In this work, researchers use two AI models – one with higher efficiency as the Prover, or the one explaining the answers, and the other with lower efficiency as the Verifier, responsible for verifying the correctness of the answers received. The Prover’s task is to provide answers that make the other party believe they are correct, while the Verifier must respond whether the answers received are correct or not. In many cases, these answers are ambiguous, but the Prover uses explanations to make them seem plausible.

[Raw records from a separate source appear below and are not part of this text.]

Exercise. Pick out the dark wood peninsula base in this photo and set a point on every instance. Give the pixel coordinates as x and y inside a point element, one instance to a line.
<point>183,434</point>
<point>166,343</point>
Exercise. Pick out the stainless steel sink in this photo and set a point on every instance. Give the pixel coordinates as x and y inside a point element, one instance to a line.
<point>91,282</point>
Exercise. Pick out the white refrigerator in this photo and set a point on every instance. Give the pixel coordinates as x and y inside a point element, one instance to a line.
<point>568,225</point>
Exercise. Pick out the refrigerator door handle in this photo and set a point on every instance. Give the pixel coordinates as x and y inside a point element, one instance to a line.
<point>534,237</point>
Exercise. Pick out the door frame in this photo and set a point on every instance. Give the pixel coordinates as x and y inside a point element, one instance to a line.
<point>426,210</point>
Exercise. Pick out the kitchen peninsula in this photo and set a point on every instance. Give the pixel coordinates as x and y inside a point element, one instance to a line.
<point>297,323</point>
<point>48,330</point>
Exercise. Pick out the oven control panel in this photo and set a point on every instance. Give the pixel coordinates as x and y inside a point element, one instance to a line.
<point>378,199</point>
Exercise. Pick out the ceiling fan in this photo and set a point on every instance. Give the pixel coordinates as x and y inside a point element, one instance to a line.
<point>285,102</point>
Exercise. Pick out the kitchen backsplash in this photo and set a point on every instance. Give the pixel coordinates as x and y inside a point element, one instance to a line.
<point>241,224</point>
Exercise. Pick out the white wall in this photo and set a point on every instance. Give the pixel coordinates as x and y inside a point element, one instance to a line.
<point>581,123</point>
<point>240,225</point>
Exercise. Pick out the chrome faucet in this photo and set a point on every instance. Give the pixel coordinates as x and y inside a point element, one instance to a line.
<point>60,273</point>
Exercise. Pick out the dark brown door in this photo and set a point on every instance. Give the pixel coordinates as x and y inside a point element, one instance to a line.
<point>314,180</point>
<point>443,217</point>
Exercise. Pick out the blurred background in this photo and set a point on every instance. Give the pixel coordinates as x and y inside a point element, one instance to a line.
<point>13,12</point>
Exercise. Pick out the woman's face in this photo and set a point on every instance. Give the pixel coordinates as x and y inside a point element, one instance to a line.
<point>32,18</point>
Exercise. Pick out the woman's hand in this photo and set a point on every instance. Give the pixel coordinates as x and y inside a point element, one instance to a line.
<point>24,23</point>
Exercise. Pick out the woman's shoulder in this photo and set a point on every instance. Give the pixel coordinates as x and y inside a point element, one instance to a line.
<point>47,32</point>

In the research, GPT-4 was used to enhance the abilities of both models to answer school-level math questions with clear answers. The Prover was adjusted to provide correct answers with good explanations and intentionally misleading explanations to test the Verifier, who then scored the responses.
After at least four training rounds, it was found that the Verifier performed better when faced with misleading answers, while the Prover improved in explaining things in a more easily understandable way continuously.
OpenAI stated that this testing was done to address issues with LLMs being able to provide information on complex topics but highlighted the importance of humans being able to verify whether these answers are trustworthy. Using a dual-model system to cross-check can streamline the process and reduce the risk of human involvement.
Source: OpenAI
TLDR: OpenAI research focuses on improving AI language models through Prover-Verifier Games, where one model explains answers and the other verifies them, leading to better explanations and verification processes.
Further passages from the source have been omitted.